/IonBeam

A streaming library for IoT data.

Primary LanguageJupyter NotebookApache License 2.0Apache-2.0

Warning

This project is ALPHA and will be experimental for the foreseeable future. Interfaces and functionality are likely to change. DO NOT use this software in any project/software that is operational.

IonBeam logo, showing a stylized scientific instrument with ion streams.

⚡️ A library for IoT data wrangling ⚡️


📡 What is IonBeam?

IonBeam is a toolkit for stream based processing of IoT observations. It allows observational IoT data to be

  1. 🔗 Ingested from many sources: REST APIs, MQTT brokers, file servers etc.
  2. 🔄 Transformed, cleaned, split, combined and anything else.
  3. 💾 Output into multiple storage formats and databases.

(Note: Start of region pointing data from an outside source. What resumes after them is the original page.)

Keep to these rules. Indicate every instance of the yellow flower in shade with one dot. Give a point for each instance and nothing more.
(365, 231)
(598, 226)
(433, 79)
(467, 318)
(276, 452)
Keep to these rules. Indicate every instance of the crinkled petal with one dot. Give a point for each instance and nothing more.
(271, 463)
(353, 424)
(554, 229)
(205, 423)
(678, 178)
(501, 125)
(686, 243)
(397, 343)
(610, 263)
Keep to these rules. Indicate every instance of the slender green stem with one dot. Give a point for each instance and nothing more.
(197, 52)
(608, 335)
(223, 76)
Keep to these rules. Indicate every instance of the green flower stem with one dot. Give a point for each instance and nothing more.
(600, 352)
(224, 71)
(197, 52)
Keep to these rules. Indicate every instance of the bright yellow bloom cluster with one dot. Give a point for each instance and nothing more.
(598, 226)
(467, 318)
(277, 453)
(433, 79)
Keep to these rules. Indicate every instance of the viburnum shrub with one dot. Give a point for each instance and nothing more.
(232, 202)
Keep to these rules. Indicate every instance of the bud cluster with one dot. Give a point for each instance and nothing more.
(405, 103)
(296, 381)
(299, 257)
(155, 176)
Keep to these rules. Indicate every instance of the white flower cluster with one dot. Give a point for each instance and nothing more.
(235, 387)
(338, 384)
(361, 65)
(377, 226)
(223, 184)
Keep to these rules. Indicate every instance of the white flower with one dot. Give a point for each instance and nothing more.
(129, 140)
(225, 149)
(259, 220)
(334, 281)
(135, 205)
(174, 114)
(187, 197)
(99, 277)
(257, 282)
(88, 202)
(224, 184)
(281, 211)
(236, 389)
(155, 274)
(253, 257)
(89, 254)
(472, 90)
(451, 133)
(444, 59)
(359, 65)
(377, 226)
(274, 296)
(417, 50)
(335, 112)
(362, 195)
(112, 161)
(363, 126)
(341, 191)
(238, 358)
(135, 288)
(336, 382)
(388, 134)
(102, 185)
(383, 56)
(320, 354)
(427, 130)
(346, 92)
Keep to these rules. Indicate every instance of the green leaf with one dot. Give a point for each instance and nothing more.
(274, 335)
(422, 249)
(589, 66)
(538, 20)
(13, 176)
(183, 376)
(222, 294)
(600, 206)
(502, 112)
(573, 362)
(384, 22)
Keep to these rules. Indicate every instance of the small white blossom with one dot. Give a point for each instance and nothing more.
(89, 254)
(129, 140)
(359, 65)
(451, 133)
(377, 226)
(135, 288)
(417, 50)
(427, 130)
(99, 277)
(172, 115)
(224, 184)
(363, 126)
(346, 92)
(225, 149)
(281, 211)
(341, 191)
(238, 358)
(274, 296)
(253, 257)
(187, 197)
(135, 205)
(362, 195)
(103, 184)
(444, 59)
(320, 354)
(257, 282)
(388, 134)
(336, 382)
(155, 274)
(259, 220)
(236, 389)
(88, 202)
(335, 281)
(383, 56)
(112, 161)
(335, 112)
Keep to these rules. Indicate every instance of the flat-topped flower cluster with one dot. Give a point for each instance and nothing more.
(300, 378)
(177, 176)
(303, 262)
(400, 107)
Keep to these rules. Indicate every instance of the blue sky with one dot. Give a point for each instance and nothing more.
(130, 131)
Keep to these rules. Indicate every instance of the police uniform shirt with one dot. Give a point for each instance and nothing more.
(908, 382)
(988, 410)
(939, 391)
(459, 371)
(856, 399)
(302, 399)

Ionbeam uses a message / action architecture. Chunks of observations are represented by messages. Messages are routed through a series of actions which perform processing stesps before the final data is written out.


🚀 Features

  • Sources: REST APIs, MQTT brokers, file servers etc.
  • Support for both polling and event based data ingestion.
  • Transform streams of messages with actions before they reach their final destination.
  • Compatible with databases or external services for flexible deployment.

🛠️ Deployment Options

IonBeam can be used in three ways:

  1. Locally, as a command line tool. See Command Line Usage.
  2. Docker-compose setup, for local testing and development.
  3. (🔜 Coming Soon): Deployment via a Heml Chart to Kubernetes cluster.

💻 Dev Installation

Install from source

git clone github.com/ecmwf-projects/IonBeam
cd ionbeam

Create a conda or mamba environment, venv or similar

conda env create --name ionbeam ipykernel
conda activate ionbeam
pip install --editable ".[dev]"

Recommended: Install pre-commit hooks that run ruff, black, isort, flake8, etc on the code before you commit

pre-commit install

Create a secrets.yaml file containing the access credentials for the various sources of data, use example_secrets.yaml as a template. secrets.yaml is in the gitignore to lower the risk that it accidentally gets committed to git.

📚 Documentation

The documentation will be available at on readthedocs.io once this repo is made public. For now you can build it with sphinx.

📜 License

Apache License 2.0 In applying this license, ECMWF does not waive the privileges and immunities granted to it by virtue of its status as an intergovernmental organisation nor does it submit to any jurisdiction.

✅ Testing

To run the default battery of smoke tests, just run pytest:

$ pytest

To run against live APIs use:

$ pytest -m network

📓 Running the Jupyter notebooks

Setting up a jupyer lab server from scratch using conda or mamba:

# Make an environment for IonBeam
# Do this at the root of the repository pwd=something/IonBeam/
conda env create --name ionbeam ipykernel
conda activate ionbeam
pip install --editable ".[dev]"

# Make an environment to run jupyter from, using separate ones is best practice
conda env create --name jupyter jupyter nb_conda_kernels 
conda activate jupyter
jupyter lab

🖥️ Command Line Usage

Currently the main way to interact with the pipeline is through the command line interface.

% python -m ionbeam --help
usage: IonBeam [-h] [--validate-config] [-v] [-j [NUMBER]]
                                       [--finish-after [NUMBER]]
                                       config_file

Put IOT data into the FDB

positional arguments:
  config_file           Path to a yaml config file.

options:
  -h, --help            show this help message and exit
  --validate-config     Just parse the config and do nothing else.
  -v, --verbose         Set the logging level, default is warnings only, -v and -vv
                        give increasing verbosity
  -j [NUMBER], --parallel [NUMBER]
                        Engage parallel mode. Optionally specify how many parallel
                        workers to use, defaults to the number of CPUs + the number of
                        srcs in the pipeline
  --finish-after [NUMBER]
                        If present, limit the number of processed messages to 1 or the
                        given integer

The -vv and --finish-after options are useful for debugging runs.

See this notebook for a walkthrough of assembling the pipeline from various components and then running it. This is useful for debugging the output at various stages in the pipeline.